Airline in last-ditch attempt to save service

Barrier Air has advised Far North Holdings and the Far North District Council that it intends to withdraw its daily flight between Kaitaia and Auckland at the end of January unless it can boost the number of people using the service.

The airline has introduced a raft of new flexible fares from $99 each way in a bid to do this and these are available on its website (www.barrierair.kiwi) now.

Non-flexible tickets purchased two weeks before travel now cost $99.00 each way, partially-flexible fares cost $179 each way and cost $30 to change, while fully-flexible tickets cost $199.00 per leg.

All tickets purchased, whether flexible or non-flexible, will be fully refunded if the service is closed down. 
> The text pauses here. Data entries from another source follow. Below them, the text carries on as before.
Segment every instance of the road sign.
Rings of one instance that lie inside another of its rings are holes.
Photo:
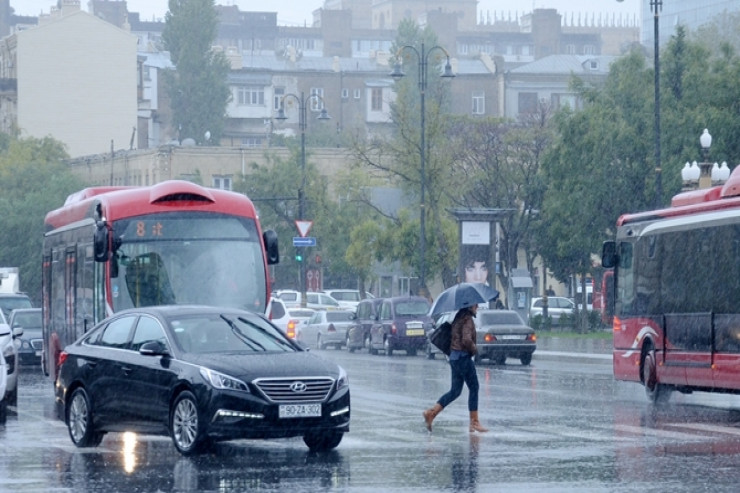
[[[294,236],[294,247],[312,247],[316,246],[316,237],[314,236]]]
[[[298,228],[298,234],[301,235],[301,238],[305,238],[311,230],[311,226],[313,226],[313,221],[296,221],[295,226]]]

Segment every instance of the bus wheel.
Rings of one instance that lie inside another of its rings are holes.
[[[67,403],[67,429],[77,447],[97,447],[103,433],[95,430],[90,398],[82,387],[77,388]]]
[[[654,404],[666,402],[671,395],[670,389],[658,383],[655,349],[652,346],[646,348],[642,359],[642,383],[645,385],[645,395]]]

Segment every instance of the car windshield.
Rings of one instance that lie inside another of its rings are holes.
[[[326,312],[327,322],[347,322],[351,318],[351,312]]]
[[[425,301],[402,301],[396,304],[396,315],[399,317],[426,315],[428,312],[429,303]]]
[[[14,327],[41,327],[41,312],[21,312],[13,316]]]
[[[256,317],[203,314],[170,323],[178,344],[189,353],[296,351],[275,327]]]
[[[485,325],[524,325],[522,318],[514,312],[486,312],[476,316],[478,324]]]
[[[313,310],[288,310],[288,313],[291,317],[295,318],[309,318],[311,315],[313,315]]]

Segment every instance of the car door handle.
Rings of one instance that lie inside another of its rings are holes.
[[[129,368],[128,366],[122,366],[121,371],[123,372],[124,375],[129,376],[131,375],[132,369]]]

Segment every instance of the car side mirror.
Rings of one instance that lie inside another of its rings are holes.
[[[21,337],[22,335],[23,335],[23,327],[21,327],[20,325],[16,325],[15,327],[13,327],[13,339],[17,337]]]
[[[144,356],[166,356],[170,354],[167,350],[167,346],[162,344],[160,341],[149,341],[145,342],[139,348],[139,354]]]

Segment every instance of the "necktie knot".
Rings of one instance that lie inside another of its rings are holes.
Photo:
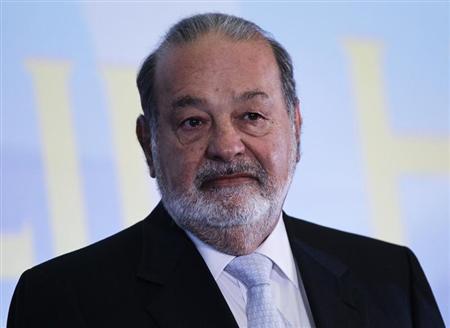
[[[258,253],[238,256],[226,267],[225,271],[242,282],[247,288],[270,284],[272,260]]]

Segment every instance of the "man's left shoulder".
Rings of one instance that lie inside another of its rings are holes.
[[[401,245],[345,232],[284,215],[291,244],[301,244],[317,257],[325,256],[363,277],[395,275],[420,269],[413,252]]]
[[[329,293],[322,285],[333,289],[339,281],[341,292],[353,295],[352,302],[365,309],[365,320],[374,326],[444,326],[425,274],[409,248],[286,214],[284,222],[305,286],[310,292],[316,289],[316,296]]]
[[[335,228],[326,227],[317,223],[295,218],[284,213],[286,229],[290,237],[300,238],[315,247],[342,248],[358,245],[368,249],[376,248],[377,251],[392,251],[392,249],[404,248],[403,246],[347,232]]]

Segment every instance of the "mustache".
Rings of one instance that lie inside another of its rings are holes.
[[[239,160],[229,163],[206,161],[198,170],[194,183],[200,188],[205,182],[228,175],[245,174],[265,184],[268,174],[257,161]]]

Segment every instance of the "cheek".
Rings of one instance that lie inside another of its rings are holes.
[[[285,133],[272,136],[261,143],[257,157],[270,175],[281,179],[288,176],[292,140],[292,136]]]
[[[170,187],[190,186],[204,158],[204,147],[173,142],[162,145],[162,153],[161,167]]]

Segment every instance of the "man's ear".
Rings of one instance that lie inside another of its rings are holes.
[[[300,101],[297,100],[297,104],[294,108],[294,124],[295,124],[295,139],[297,140],[297,163],[300,161],[300,135],[302,133],[302,114],[300,111]]]
[[[150,131],[150,124],[144,115],[139,115],[136,121],[136,135],[141,144],[142,150],[145,154],[145,159],[147,160],[148,168],[150,170],[150,176],[155,177],[155,166],[153,164],[152,156],[152,138]]]

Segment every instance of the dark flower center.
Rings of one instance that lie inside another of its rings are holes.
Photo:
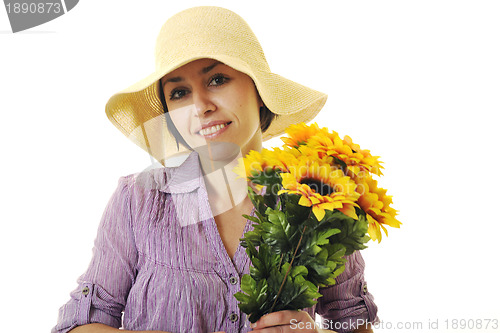
[[[330,187],[330,185],[317,179],[303,178],[300,183],[309,186],[311,190],[321,195],[329,195],[335,192],[335,189]]]

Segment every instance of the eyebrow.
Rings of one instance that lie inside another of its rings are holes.
[[[214,62],[213,64],[211,64],[210,66],[203,67],[203,68],[201,69],[201,71],[199,72],[199,74],[200,74],[200,75],[201,75],[201,74],[207,74],[207,73],[208,73],[208,72],[210,72],[212,69],[214,69],[214,68],[215,68],[215,66],[217,66],[217,65],[219,65],[219,64],[221,64],[221,62],[220,62],[220,61],[216,61],[216,62]],[[181,77],[181,76],[171,77],[171,78],[168,78],[168,79],[166,79],[165,81],[163,81],[162,86],[165,86],[165,84],[167,84],[168,82],[174,82],[174,83],[176,83],[176,82],[181,82],[181,81],[184,81],[184,78],[183,78],[183,77]]]

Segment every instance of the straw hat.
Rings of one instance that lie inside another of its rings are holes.
[[[267,108],[279,115],[263,141],[283,134],[291,124],[308,122],[327,95],[271,72],[248,24],[230,10],[202,6],[184,10],[165,22],[156,40],[155,71],[113,95],[106,104],[109,120],[160,163],[179,152],[166,127],[159,80],[197,59],[212,58],[250,76]]]

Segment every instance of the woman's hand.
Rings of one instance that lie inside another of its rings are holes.
[[[326,333],[305,311],[284,310],[262,316],[251,325],[259,333]]]

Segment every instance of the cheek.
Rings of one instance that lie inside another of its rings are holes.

The airline budgeted on filling at least half the seats on each flight but has not been meeting this target since it started the service in April this year. It says it is losing a substantial amount of money each month on the service and cannot afford to do so for much longer.

Barrier Air chief executive Michael Foster said he was prepared to hold on for another four months to see if the situation changed with the onset of the summer tourism season.

“We’re hoping there will be a boost to traffic with people travelling to visit friends and family and with a greater number of tourists flying into the region,” Mr Foster said.

The airline will introduce its new Cessna Caravan onto the route. This is a more spacious, newer and economical aircraft than the Piper Chieftain it has been using to date.

It will also be introducing flexible fares and a range of special and discounted ticket prices in an attempt to grow the number of Northlanders using the service.

“We’ve heard those people who have said that our fares are too expensive. But the truth of the matter is that we set them at the lowest possible point we could, on the basis that we would be operating at about 50 percent over winter and spring,” Mr Foster said.

“Now that we’re entering summer we want to see if we can grow the Kaitaia to Auckland service to reasonable levels. And if we can’t I’m afraid we’re just going to have to pull the pin.”

The company has worked closely with Far North District Council’s commercial arm and Kaitaia Airport operator Far North Holdings to drum up business since it started operating the route. Far North Holdings funded a ‘Use it or Lose it’ advertising campaign over winter and Far North mayor John Carter has called repeatedly for people to support the service.

“All of us at Council are deeply concerned about this threat to the service,” Mr Carter said. “As I have said on many occasions, the very Far North desperately needs a regular commuter air service between Kaitaia and Auckland, for a host of different reasons.

“Both Council and Far North Holdings will continue to work with and to support Barrier Air to the very best of our ability but, at the end of the day, they’re not a charity and if the route is not commercially viable then we understand and we will have to roll with that punch.”

Barrier Air will continue to operate medical flights between Whangarei and Kaitaia as part of a commercial arrangement it has with the Northland District Health Board.